In die Zeit der Wanderjahre fällt auch die Begründung der Homöopathie, allerdings nicht mit einem Paukenschlag, sondern langsam und vorsichtig tastend. 1790 übersetzt Hahnemann im Leipziger Vorort Stötteritz die Abhandlung über die Materia medica von William Cullen und führt den berühmten Chinarindenversuch durch. Es dauert jedoch noch einige Jahre, bis er die Homöopathie als komplexes Therapiesystem begründet hat.

In der folgenden Zeit ändert sich daher vorerst nichts. Hahnemann übersetzt und forscht, die Homöopathie spielt in der Praxis noch keine Rolle. Erst sechs Jahre später, 1796, veröffentlicht Hahnemann einen ersten Aufsatz, in dem er besonnen seine homöopathischen Gedanken vorstellt. 1796 gilt demnach zu Recht als Geburtsjahr der Homöopathie. Es spricht für Hahnemanns guten Ruf, dass dieser Aufsatz in der damals führenden deutschsprachigen Fachzeitschrift erscheint, in Hufelands Journal, herausgegeben von Christoph Wilhelm Hufeland (1762–1836), einem der bedeutendsten Ärzte dieser Zeit. Weitere Aufsätze zur Homöopathie folgen. Die homöopathische Praxis nimmt Hahnemann jedoch erst um 1800 auf.

Am Ende der Wanderjahre lebt Hahnemann von 1805 bis 1811 in Torgau.

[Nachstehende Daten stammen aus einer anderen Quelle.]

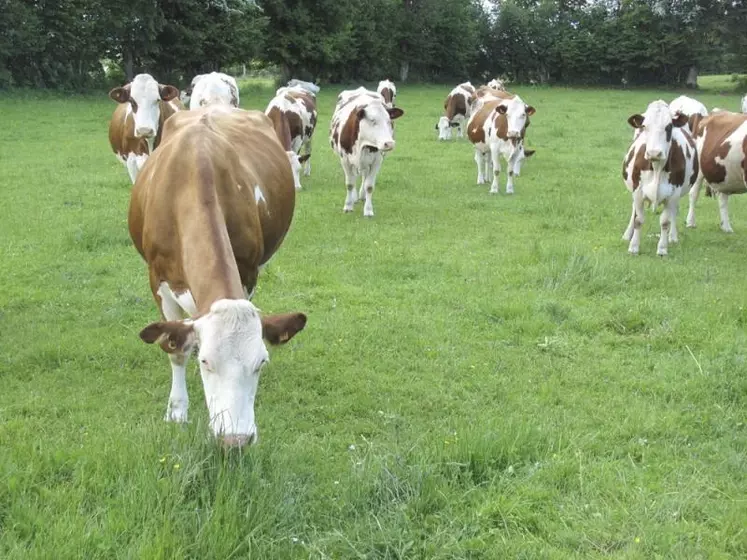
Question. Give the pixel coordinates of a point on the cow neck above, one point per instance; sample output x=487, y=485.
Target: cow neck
x=207, y=256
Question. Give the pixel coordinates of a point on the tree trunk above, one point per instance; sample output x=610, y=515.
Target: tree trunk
x=128, y=63
x=692, y=78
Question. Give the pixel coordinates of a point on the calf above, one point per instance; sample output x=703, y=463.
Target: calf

In diesem vergleichsweise langen Zeitraum erscheinen drei seiner wichtigsten Schriften: Die erste Arzneimittellehre (noch lateinisch), die Heilkunde der Erfahrung (eine Vorläuferschrift des Organons) und schließlich 1810 die erste Auflage seine Hauptwerkes unter dem Titel Organon der rationellen Heilkunde, das in den folgenden Jahrzehnten in laufend überarbeiteten Aufla­gen erscheinen wird.

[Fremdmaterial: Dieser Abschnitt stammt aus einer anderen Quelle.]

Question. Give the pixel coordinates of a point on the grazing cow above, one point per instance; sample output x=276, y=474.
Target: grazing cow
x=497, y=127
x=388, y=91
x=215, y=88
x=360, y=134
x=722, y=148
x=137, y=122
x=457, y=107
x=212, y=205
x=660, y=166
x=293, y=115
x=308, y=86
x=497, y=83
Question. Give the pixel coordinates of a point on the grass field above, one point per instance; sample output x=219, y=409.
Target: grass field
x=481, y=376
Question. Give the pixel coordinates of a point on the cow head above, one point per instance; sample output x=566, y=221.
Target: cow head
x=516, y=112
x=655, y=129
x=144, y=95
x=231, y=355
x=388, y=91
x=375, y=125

Die Resonanz in Ärzteschaft und Öffentlichkeit ist jedoch minimal. Hahnemann ist mittlerweile 46 Jahre alt und noch immer der einzige, der homöopathisch praktiziert. Sollte ihm etwas zustoßen, wäre die Homöopathie verloren. Niemand kann ahnen, dass er noch über dreißig Jahre leben wird. Hahnemann braucht deswegen dringend Anhänger, Nachfolger, Schüler. Es liegt also nahe, in die benachbarte Universitäts- und Messestadt Leipzig zu ziehen.

Leipzig

Als Hahnemann sich 1811 in Leipzig niederlässt, ist die Homöopathie nahezu unbekannt. Als er zehn Jahre später in Richtung Köthen abreist, hat sich das Bild gewandelt: Die Homöopathie ist nicht nur bekannt, sondern beinahe populär, mit berühmten Fürsprechern und Hunderten von Anhängern als Multiplikato­ren. Es gibt zudem eine kleine Schülerschar, die sich um Hahnemann versam­melt hat, und im gesamten deutschsprachigen Raum homöopathisch praktizierende Ärzte, die die Lehre weiter verbreiten. Was ist geschehen?

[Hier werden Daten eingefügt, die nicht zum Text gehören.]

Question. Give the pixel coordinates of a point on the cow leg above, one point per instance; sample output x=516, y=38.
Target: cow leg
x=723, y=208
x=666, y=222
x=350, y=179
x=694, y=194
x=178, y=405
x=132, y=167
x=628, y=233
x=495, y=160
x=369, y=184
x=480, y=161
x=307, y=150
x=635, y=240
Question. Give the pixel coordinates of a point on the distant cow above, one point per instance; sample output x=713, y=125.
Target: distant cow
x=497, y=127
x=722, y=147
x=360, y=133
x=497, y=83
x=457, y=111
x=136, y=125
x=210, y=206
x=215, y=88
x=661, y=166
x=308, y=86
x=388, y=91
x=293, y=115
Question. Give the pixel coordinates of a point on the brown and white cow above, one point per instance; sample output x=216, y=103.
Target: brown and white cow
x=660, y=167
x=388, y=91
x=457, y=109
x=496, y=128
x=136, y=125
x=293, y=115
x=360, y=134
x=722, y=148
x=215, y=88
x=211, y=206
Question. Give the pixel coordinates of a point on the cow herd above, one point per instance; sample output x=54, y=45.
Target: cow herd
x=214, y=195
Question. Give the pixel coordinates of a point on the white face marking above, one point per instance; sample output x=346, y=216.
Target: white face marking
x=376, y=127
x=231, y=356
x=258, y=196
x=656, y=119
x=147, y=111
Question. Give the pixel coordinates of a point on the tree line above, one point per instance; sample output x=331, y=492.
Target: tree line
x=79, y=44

Hahnemann gelingt es, sich an der Leipziger Universität zu habilitieren. Seine Vorlesungen stehen in dem Ruf, kurios zu sein. Die meisten Zuhörer kommen, um sich an Hahnemanns Wutausbrüchen gegenüber der restlichen Medizin zu ergötzen. Ein paar kommen allerdings auch wegen der Homöopathie. Im Lauf der Jahre bleiben etwa zwanzig Schüler übrig, die Hahnemann mehr oder weniger treu ergeben sind. Diese Schülerschaft ist zwar klein, aber sie hilft der Homöopathie zu überleben.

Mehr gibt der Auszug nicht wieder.